The Jupyter notebook provides an intuitive, flexible and shareable way to work with code. It's a potentially invaluable tool for journalists who need to analyse data quickly and reproducibly, particularly as part of a graphics-oriented workflow.

This aim of this tutorial is to help you become familiar with the notebook and its role in a Python data analysis toolkit. We'll start with a demographic dataset and explore and analyse it visually in the notebook to see what it can tell us about people who voted ‘leave’ in the UK's EU referendum. To finish, we'll output a production-quality graphic using Bokeh.

You'll need access to an empty Python 3 Jupyter notebook, ideally running on your local machine, although a cloud-based Jupyter environment is fine too.

You're ready to start the tutorial when you're looking at this screen:

1. Bring your data into the notebook

In Python-world, people often use the pandas module for working with data.
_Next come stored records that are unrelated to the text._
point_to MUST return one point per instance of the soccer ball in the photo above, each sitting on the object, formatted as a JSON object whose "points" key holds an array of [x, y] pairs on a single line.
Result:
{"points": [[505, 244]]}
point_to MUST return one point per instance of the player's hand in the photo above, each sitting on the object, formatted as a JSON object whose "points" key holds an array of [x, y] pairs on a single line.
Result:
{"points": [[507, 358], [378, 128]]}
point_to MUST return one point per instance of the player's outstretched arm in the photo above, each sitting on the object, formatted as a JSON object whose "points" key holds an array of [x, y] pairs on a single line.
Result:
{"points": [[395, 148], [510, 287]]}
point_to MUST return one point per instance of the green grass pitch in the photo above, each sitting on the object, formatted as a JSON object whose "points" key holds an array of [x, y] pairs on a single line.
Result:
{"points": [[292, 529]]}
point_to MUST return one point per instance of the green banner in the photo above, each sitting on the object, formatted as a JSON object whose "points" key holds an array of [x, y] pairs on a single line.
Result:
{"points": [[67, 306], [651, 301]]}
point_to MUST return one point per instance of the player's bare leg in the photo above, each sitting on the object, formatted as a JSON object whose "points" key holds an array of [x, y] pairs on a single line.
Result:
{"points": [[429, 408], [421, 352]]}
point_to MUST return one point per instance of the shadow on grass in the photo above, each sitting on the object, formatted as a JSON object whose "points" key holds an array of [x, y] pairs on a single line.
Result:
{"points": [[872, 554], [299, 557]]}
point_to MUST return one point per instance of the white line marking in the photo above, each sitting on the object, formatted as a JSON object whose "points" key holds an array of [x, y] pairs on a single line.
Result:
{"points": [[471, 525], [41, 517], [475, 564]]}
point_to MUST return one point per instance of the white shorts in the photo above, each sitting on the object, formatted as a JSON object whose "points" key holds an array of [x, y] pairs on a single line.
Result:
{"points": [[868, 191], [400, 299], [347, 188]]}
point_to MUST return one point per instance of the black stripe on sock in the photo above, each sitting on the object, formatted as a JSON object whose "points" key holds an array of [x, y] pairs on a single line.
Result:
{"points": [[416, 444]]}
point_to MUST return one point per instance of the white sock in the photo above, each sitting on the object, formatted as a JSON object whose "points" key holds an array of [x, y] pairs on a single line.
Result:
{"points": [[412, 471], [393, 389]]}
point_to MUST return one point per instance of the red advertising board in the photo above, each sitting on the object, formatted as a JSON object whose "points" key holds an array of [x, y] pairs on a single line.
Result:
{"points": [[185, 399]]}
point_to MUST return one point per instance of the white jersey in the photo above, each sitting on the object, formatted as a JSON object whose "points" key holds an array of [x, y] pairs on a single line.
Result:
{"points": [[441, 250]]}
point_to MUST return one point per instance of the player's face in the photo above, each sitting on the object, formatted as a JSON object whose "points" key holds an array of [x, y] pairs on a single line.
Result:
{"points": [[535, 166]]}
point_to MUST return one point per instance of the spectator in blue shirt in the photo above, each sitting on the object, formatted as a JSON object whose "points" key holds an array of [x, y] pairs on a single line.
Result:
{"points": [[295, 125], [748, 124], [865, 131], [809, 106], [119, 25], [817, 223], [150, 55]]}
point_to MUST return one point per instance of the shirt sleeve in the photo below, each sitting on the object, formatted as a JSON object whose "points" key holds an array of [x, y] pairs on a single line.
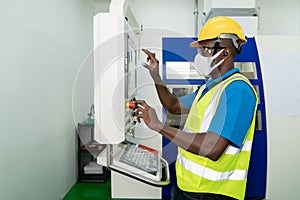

You don't have to—there are other modules that do similar things—but it's the most well-known and comprehensive (probably).

Let's import pandas into our project and assign it to the variable pd, because that's easier to type than pandas. While we're at it, let's import all the other modules we'll need for this tutorial and also let Matplotlib know that we want it to plot charts here in the notebook rather than in a separate window. Enter the following code into the first cell in your notebook and hit shift-return to run the code block—don't copy-and-paste it. The best way to develop an understanding of the code is to type it out yourself:


In [1]:
import pandas as pd
import matplotlib.pyplot as plt
import numpy as np
import seaborn as sns
from bokeh.plotting import figure, show
from bokeh.io import output_notebook

%matplotlib inline

There shouldn't be any output from that cell, but if you get any error messages, it's most likely because you don't have one or more of these modules installed on your system. Running

pip3 install pandas matplotlib numpy seaborn bokeh

from the command line should take care of that. If not, holler and I'll try to help you.

As well as running your code, hitting shift-return in that first cell should have automatically created an empty cell below it. In that cell, we're going to use the read_csv method provided by pandas to, um, read our CSV.

When pandas reads data from a CSV file, it automagically puts it into something called a dataframe. It's not important at this point to understand what a dataframe is or how it differs from other Python data structures. All you need to know for now is that it's an object containing structured data that's stored in memory for the duration of your notebook session.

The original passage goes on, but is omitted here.